Azazel
Eu deitara há mais de duas horas e nem sequer pregara o olho, não é que eu não estivesse cansado, na verdade estava muito, mas na escuridão do meu quarto, sentia uma presença forte, tão forte que impedia meu sono, forte ao ponto de me tirar a confiança de fechar os olhos.
Aquele nome maldito não saía da minha cabeça, me revirei incontáveis vezes a fim de encontrar uma posição menos desconfortável, mas era como se houvessem mil pregos sob meu corpo.
Quando já não conseguia mais aguentar, acabei adormecendo, e nos sonhos ele me visitou, na forma de um amigo querido, mas com olhos que ardiam em chamas vermelhas, disse-me:
— Ele não está seguro.
Uma voz demasiada grave, tão grave que fez meus ouvidos vibrarem de forma tão violenta que me trouxeram de volta à realidade, com o corpo vibrando em temor, o suor molhava todo meu corpo, eu já não tinha mais a pedra, a Ágata, de nenhum valor material, mas de grande valor sentimental, que eu havia encontrado no fundo de um lago negro e remoto, Eu a havia dado, meu amuleto, aquilo que me fazia sentir seguro e dormir tranquilo, eu a havia dado dias antes.
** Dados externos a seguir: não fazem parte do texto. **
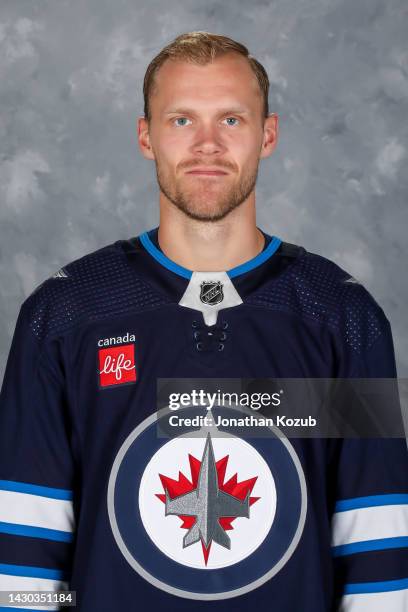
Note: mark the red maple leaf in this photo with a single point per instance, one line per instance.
(238, 489)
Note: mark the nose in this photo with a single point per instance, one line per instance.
(208, 140)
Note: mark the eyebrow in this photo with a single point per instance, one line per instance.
(191, 111)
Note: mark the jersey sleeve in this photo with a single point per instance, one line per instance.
(37, 523)
(370, 518)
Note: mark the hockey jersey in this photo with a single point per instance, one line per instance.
(94, 500)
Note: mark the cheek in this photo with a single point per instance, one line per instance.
(171, 148)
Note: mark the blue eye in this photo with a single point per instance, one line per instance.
(228, 119)
(181, 121)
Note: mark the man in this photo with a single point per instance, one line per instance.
(91, 496)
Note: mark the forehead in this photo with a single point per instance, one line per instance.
(229, 77)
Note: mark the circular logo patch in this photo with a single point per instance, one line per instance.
(208, 517)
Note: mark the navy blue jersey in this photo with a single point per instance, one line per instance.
(91, 498)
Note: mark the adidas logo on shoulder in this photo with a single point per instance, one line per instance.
(61, 273)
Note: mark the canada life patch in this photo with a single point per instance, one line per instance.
(117, 365)
(206, 517)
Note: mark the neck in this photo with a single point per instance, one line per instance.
(209, 246)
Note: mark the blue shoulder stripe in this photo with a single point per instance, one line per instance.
(24, 487)
(380, 544)
(376, 587)
(32, 572)
(371, 501)
(36, 532)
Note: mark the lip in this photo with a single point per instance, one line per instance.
(207, 172)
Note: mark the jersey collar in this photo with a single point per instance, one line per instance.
(166, 262)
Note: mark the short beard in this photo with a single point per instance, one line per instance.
(234, 198)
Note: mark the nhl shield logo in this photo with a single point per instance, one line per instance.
(211, 292)
(209, 517)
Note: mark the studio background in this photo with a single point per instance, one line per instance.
(72, 178)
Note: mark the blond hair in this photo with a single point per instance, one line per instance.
(202, 48)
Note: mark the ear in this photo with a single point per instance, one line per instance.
(144, 138)
(270, 137)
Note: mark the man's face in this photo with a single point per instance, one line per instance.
(207, 134)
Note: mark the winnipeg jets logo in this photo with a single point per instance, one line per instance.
(206, 518)
(211, 292)
(209, 505)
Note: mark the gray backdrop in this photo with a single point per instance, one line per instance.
(71, 176)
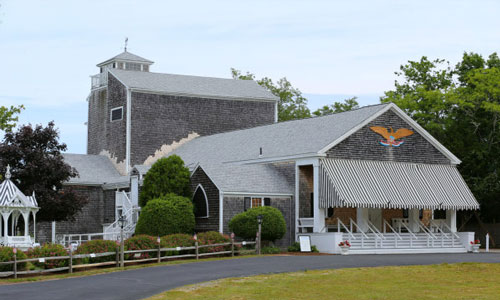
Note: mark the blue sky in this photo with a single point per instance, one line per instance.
(330, 50)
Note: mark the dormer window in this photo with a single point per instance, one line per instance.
(116, 114)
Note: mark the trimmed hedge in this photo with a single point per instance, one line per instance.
(96, 246)
(141, 242)
(169, 214)
(167, 175)
(7, 254)
(177, 240)
(245, 225)
(49, 250)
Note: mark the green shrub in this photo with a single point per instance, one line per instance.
(141, 242)
(49, 250)
(97, 246)
(177, 240)
(167, 175)
(7, 254)
(213, 237)
(245, 224)
(295, 247)
(270, 250)
(169, 214)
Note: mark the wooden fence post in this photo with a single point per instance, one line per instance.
(70, 259)
(15, 263)
(196, 250)
(232, 244)
(117, 257)
(159, 247)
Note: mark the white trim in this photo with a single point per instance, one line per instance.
(199, 186)
(128, 130)
(218, 97)
(279, 158)
(453, 159)
(111, 114)
(221, 211)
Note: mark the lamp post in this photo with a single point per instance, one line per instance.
(121, 222)
(259, 220)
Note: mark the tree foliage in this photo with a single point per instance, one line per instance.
(292, 104)
(460, 106)
(167, 175)
(37, 165)
(165, 215)
(245, 224)
(9, 117)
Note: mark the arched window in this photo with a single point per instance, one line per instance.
(200, 202)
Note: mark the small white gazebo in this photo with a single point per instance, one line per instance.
(13, 205)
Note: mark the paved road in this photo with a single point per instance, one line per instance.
(141, 283)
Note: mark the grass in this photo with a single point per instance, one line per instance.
(445, 281)
(109, 270)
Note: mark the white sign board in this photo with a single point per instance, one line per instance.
(305, 243)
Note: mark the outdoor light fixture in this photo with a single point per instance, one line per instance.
(259, 219)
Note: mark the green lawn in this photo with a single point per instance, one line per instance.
(445, 281)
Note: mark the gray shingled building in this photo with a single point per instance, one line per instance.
(370, 175)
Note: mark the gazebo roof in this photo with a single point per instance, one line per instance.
(11, 196)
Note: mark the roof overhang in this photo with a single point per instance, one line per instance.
(387, 184)
(391, 106)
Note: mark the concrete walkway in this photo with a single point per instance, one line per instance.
(142, 283)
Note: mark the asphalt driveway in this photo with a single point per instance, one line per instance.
(142, 283)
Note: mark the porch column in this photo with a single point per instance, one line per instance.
(319, 213)
(451, 219)
(413, 219)
(361, 218)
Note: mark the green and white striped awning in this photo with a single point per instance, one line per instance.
(384, 184)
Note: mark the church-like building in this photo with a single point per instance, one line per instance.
(372, 175)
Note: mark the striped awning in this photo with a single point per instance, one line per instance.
(384, 184)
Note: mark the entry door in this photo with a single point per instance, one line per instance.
(375, 216)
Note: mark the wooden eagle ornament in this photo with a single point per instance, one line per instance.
(391, 137)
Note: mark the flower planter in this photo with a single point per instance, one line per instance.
(344, 250)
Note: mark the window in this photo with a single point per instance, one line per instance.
(200, 202)
(133, 66)
(116, 114)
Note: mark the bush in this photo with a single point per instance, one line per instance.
(167, 175)
(141, 242)
(177, 240)
(7, 254)
(213, 237)
(245, 224)
(96, 246)
(49, 250)
(295, 247)
(270, 250)
(169, 214)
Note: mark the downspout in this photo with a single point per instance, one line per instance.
(128, 131)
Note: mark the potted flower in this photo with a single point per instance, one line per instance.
(344, 247)
(475, 246)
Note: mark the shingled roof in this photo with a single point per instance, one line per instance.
(187, 85)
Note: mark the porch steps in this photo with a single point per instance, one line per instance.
(408, 244)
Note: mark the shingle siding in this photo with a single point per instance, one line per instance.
(364, 144)
(212, 222)
(234, 205)
(162, 119)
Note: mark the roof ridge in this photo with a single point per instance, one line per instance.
(296, 120)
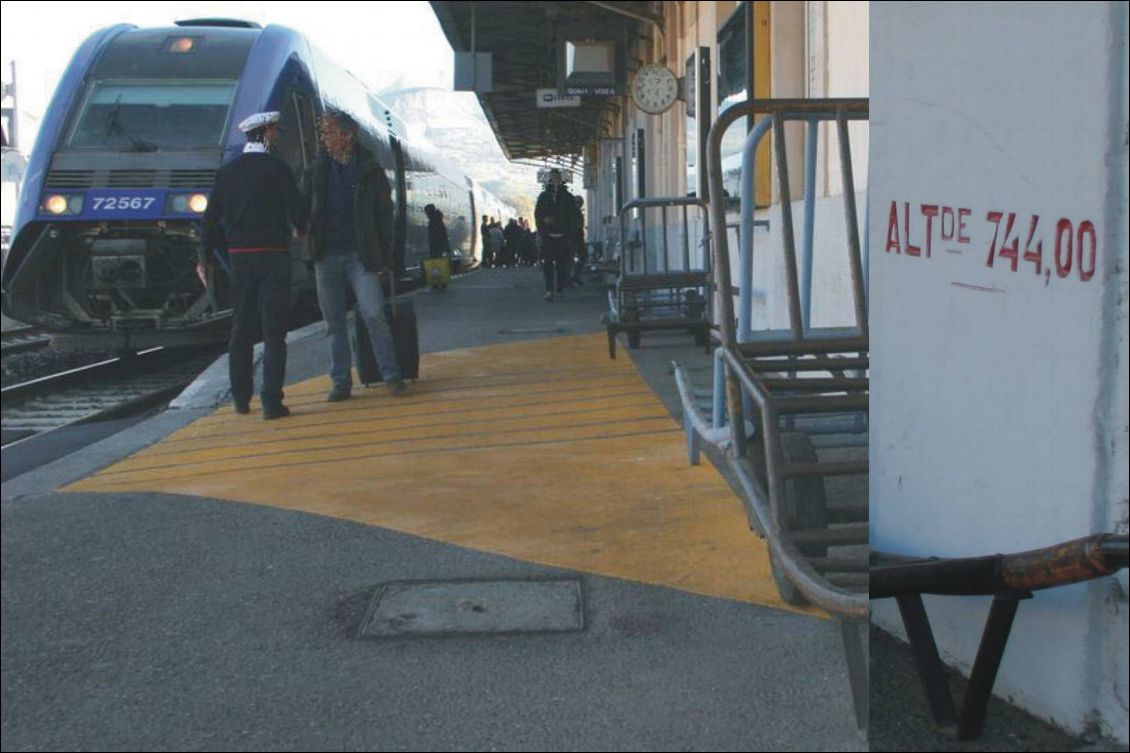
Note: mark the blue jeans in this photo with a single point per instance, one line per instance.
(333, 274)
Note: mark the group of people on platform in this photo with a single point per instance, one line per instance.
(558, 243)
(254, 206)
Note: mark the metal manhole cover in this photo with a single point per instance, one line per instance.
(541, 330)
(468, 607)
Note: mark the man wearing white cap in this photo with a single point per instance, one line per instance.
(252, 207)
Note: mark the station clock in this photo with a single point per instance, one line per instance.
(655, 89)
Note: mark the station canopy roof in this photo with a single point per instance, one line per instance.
(523, 39)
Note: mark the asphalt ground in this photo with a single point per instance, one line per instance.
(141, 620)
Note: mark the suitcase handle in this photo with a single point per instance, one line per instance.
(392, 292)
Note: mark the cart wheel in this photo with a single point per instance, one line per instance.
(806, 509)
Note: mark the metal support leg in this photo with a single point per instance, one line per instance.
(993, 641)
(694, 442)
(853, 633)
(931, 671)
(984, 668)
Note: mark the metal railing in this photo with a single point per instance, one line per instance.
(783, 387)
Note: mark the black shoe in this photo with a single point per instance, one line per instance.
(276, 412)
(339, 394)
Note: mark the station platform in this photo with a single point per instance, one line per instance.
(205, 580)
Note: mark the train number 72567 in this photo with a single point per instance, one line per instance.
(122, 202)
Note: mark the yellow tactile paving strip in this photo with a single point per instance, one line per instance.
(546, 451)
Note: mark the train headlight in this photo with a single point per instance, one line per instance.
(58, 204)
(183, 204)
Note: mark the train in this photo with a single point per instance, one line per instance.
(107, 228)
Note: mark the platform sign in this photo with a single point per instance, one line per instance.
(552, 98)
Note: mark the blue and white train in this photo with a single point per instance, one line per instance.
(107, 228)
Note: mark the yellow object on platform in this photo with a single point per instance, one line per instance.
(545, 451)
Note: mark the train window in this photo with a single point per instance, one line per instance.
(150, 115)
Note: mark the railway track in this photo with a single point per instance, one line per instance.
(23, 339)
(107, 389)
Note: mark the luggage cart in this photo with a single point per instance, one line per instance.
(651, 295)
(796, 399)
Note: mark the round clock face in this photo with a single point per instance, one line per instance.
(655, 88)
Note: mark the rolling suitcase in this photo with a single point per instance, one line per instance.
(401, 318)
(437, 273)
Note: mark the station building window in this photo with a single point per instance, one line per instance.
(732, 74)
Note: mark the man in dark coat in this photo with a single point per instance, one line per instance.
(252, 207)
(556, 216)
(350, 242)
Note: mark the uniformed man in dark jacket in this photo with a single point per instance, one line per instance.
(350, 242)
(253, 205)
(556, 217)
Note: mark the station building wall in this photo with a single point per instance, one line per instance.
(999, 382)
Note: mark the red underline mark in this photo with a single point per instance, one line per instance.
(978, 287)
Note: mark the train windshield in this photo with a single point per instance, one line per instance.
(151, 115)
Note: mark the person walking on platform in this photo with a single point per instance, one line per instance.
(581, 251)
(350, 242)
(487, 243)
(253, 205)
(555, 216)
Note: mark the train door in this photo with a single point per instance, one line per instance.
(400, 196)
(297, 146)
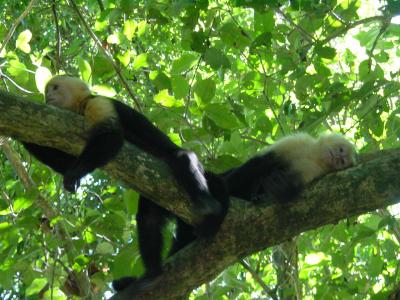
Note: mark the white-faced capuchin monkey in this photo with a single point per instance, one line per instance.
(279, 173)
(113, 122)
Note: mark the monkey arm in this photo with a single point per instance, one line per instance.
(104, 142)
(56, 159)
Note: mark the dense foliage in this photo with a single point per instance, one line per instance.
(223, 78)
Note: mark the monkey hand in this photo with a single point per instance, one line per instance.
(71, 181)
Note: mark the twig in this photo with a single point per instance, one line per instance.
(58, 36)
(16, 23)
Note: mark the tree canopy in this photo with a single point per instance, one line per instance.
(224, 79)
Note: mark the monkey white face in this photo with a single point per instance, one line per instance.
(66, 92)
(336, 152)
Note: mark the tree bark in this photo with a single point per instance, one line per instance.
(248, 228)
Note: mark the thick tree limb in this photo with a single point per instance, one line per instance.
(45, 125)
(248, 228)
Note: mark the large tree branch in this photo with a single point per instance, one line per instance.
(248, 228)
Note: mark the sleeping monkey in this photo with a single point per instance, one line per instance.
(113, 122)
(278, 173)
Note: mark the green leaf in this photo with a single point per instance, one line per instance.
(367, 38)
(325, 52)
(140, 61)
(160, 80)
(130, 198)
(184, 63)
(216, 59)
(113, 39)
(165, 99)
(36, 286)
(264, 22)
(42, 76)
(364, 71)
(221, 115)
(104, 90)
(204, 91)
(199, 41)
(23, 40)
(128, 6)
(129, 29)
(124, 58)
(233, 36)
(123, 264)
(22, 203)
(85, 69)
(180, 86)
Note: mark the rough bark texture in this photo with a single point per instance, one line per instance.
(248, 228)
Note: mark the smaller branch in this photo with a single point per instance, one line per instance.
(349, 26)
(304, 33)
(107, 54)
(16, 23)
(58, 36)
(270, 292)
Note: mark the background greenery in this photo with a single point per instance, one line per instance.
(224, 78)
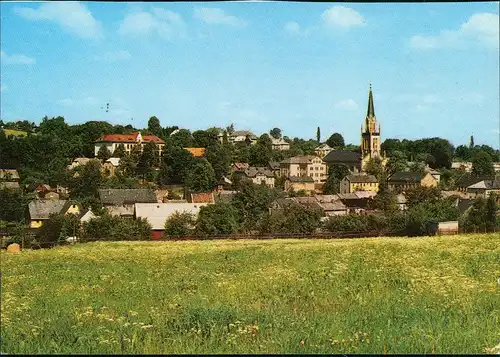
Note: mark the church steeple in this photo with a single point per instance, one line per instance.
(371, 110)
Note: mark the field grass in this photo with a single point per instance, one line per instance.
(378, 295)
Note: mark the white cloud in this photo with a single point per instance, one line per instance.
(15, 59)
(347, 104)
(113, 56)
(343, 17)
(217, 16)
(78, 102)
(165, 23)
(482, 28)
(293, 28)
(72, 16)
Pyè não estava seguro, nem com a Ágata em mãos.
Pulei da cama e acendi a luminária no criado-mudo, não tinha certeza se funcionaria, mas precisava tentar, já não aguentava mais a falta, a distância de seu corpo. Assim como eu havia lhe dado a pedra, ele me dera um isqueiro, era um objeto seu, cheio de energias. Eu o peguei na gaveta, era negro como a aura de Pyè, mas seus detalhes de prata faziam juz ao lado bom que ele possuía.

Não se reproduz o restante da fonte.